Un blocco che ha colpito personale ed enti virtuosi
Alla Regione Lazio hanno deciso di pagare la produttività ai dipendenti «solo dopo il processo di valutazione» trimestrale e «in base al livello di conseguimento degli obiettivi predefiniti negli strumenti di programmazione!!!». I tre punti esclamativi per sottolineare la decisione «che grida vendetta» sono scritti in una newsletter del sindacato di base, e mostrano bene come nella nostra pubblica amministrazione anche l’ovvio possa accendere uno stupore sincero. La logica, prima delle regole, imporrebbe di pagare la produttività dopo averla misurata, e non prima, ma se per anni si è fatto il contrario la meraviglia è inevitabile.
Intendiamoci, il problema non è il sindacato di base, che non è rappresentativa tutta la pubblica amministrazione, e nemmeno la Regione Lazio, che non è l’eccezione alla regola. In tanti uffici pubblici, centrali e locali, progressioni e indennità accessorie come la produttività sono stati usati per quel che non sono, come ammortizzatori sociali o facilitatori di consenso. Rimetterle in discussione, magari sotto la spinta di un’ispezione della Ragioneria generale o di una contestazione della Corte dei conti, comporta scelte difficili anche perché incidono spesso su buste paga non certo stellari.

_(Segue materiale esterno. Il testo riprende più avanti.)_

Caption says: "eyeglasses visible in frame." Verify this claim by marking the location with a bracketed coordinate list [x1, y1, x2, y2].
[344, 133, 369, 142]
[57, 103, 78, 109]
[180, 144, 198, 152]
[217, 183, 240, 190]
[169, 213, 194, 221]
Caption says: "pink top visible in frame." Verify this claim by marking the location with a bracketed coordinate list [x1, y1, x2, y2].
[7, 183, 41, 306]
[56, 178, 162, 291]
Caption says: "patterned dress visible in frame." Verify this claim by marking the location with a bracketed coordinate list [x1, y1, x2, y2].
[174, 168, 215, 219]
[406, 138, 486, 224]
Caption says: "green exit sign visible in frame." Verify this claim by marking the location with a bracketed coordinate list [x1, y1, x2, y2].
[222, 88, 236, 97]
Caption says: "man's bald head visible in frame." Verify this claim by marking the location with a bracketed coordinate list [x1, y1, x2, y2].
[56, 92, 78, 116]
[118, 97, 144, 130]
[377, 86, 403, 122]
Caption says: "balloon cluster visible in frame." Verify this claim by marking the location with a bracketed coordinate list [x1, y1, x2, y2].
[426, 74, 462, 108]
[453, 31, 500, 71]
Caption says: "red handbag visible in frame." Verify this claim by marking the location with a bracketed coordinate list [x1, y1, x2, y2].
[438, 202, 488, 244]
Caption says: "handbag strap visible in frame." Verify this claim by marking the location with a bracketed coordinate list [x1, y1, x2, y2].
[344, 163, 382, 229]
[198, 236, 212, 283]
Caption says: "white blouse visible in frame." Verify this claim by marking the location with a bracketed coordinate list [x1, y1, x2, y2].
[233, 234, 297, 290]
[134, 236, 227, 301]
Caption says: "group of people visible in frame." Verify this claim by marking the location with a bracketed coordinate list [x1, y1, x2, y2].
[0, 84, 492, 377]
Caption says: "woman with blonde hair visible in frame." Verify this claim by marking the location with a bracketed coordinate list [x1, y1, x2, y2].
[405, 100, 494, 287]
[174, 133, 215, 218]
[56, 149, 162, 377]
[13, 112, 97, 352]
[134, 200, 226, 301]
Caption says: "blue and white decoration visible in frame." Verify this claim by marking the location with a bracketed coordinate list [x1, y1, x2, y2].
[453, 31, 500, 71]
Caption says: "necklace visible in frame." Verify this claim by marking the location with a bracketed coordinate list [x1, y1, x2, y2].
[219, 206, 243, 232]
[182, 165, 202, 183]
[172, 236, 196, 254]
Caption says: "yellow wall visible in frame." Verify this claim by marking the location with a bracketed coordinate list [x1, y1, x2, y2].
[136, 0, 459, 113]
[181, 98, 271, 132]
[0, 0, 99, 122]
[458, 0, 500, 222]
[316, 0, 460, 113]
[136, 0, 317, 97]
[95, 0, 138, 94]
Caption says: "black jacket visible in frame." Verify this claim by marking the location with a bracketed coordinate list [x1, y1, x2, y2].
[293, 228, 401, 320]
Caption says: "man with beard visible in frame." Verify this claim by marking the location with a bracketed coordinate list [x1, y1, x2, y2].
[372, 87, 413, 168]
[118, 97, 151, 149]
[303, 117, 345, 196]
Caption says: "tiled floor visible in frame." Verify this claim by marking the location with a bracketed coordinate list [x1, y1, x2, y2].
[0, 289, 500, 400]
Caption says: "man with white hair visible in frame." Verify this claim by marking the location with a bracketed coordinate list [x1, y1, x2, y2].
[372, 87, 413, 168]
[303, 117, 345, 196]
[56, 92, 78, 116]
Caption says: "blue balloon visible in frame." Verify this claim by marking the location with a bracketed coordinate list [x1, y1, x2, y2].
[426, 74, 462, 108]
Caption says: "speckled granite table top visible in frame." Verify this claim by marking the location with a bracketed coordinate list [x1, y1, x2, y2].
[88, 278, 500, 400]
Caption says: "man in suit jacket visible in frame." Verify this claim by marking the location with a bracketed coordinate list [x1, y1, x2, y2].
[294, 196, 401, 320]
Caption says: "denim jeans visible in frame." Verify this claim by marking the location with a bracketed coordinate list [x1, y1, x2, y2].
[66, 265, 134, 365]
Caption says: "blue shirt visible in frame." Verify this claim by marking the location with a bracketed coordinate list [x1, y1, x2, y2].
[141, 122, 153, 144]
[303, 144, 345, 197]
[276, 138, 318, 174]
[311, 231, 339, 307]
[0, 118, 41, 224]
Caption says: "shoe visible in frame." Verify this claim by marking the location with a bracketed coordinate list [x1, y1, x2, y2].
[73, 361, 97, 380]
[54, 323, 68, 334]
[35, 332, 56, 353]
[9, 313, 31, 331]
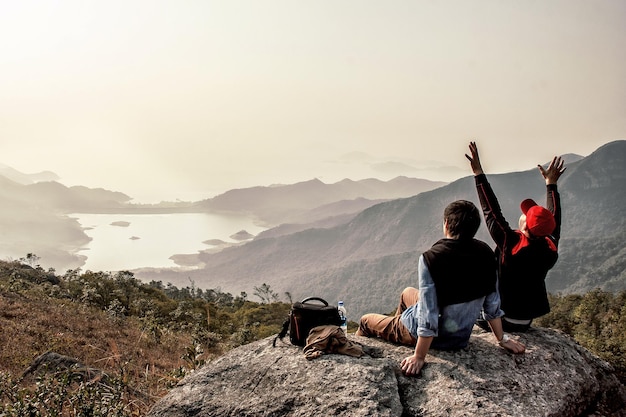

Lo scambio fra «pago poco» e «pretendo meno», però, non funziona più, perché consuma risorse sproporzionate rispetto ai risultati che offre in termini di servizi. Quando è arrivata la crisi di finanza pubblica, la risposta si è limitata ai blocchi lineari di contratti e turnover, ma non è complicato capire che a pagare il prezzo maggiore sono stati gli stipendi più bassi, in particolare quelli del personale più giovane e motivato, e gli enti con gli organici più leggeri. La riforma del pubblico impiego, viste le tante promesse che l’hanno accompagnata, avrebbe il compito di ribaltare la situazione. Sempre che la politica abbia il coraggio e il tempo per farlo.